Cloud Costs Are Rising - How to Optimize for Efficiency
Last quarter, our CFO called me into an unexpected meeting. "Our AWS bill has doubled in the past year," she said, sliding a chart across the table. "We need to get this under control without slowing down product development."
This wasn't a unique situation. Across the industry, companies are facing the same challenge: cloud costs are spiraling upward while budgets are tightening. The days of treating cloud resources as essentially unlimited are over.
After three months of focused effort, we reduced our cloud spend by 42% without compromising performance or reliability. In this post, I'll share the strategies, tools, and architectural patterns that worked for us, along with the hard-earned lessons from approaches that didn't.

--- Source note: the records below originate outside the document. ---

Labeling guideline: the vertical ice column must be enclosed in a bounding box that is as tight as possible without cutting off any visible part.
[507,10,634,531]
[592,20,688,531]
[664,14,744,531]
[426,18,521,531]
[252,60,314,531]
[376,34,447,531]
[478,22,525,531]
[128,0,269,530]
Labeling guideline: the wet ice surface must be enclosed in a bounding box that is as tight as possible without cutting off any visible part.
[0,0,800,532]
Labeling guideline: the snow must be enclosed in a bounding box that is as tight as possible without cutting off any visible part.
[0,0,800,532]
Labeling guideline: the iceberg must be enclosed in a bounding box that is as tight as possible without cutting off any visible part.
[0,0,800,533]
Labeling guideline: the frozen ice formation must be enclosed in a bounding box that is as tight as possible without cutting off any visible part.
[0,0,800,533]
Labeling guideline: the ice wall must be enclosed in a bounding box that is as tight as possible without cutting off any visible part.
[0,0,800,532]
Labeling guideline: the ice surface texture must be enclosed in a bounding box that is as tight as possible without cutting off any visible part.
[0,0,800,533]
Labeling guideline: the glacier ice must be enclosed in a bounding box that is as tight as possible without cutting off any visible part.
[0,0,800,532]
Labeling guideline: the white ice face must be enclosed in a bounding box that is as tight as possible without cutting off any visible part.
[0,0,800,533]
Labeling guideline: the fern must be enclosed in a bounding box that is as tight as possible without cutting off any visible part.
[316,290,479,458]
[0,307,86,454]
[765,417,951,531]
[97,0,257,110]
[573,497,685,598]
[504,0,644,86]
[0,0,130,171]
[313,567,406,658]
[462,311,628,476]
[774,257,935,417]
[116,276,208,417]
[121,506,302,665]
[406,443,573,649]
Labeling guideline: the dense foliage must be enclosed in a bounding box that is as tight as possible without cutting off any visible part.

Why Cloud Costs Are Rising
Before diving into solutions, it's worth understanding why cloud costs have become such a pressing issue:
- Cloud provider price increases - AWS, Azure, and GCP have all implemented price hikes on various services
- Scale of adoption - As more workloads move to the cloud, total bills naturally increase
- Complexity - Modern architectures with microservices, managed services, and data pipelines create intricate cost structures
- Inefficient defaults - Many cloud services have default settings optimized for convenience, not cost
- Lack of visibility - Complex billing makes it hard to attribute costs to specific teams or features
Understanding these factors helps frame a more strategic approach to optimization.
Our Systematic Approach to Cost Optimization
After analyzing our situation, we developed a methodical approach that balanced quick wins with sustainable long-term changes.
Phase 1: Visibility and Governance
You can't optimize what you can't measure. Our first step was implementing proper cost visibility tools and governance structures.
Tagging Strategy
The foundation of our cost visibility was a comprehensive tagging strategy:
# Required tags for all resources
Environment: [production, staging, development, test]
Team: [backend, frontend, data, platform, shared]
Product: [core-app, analytics, admin, api]
Project: [customer-feature-x, internal-initiative-y]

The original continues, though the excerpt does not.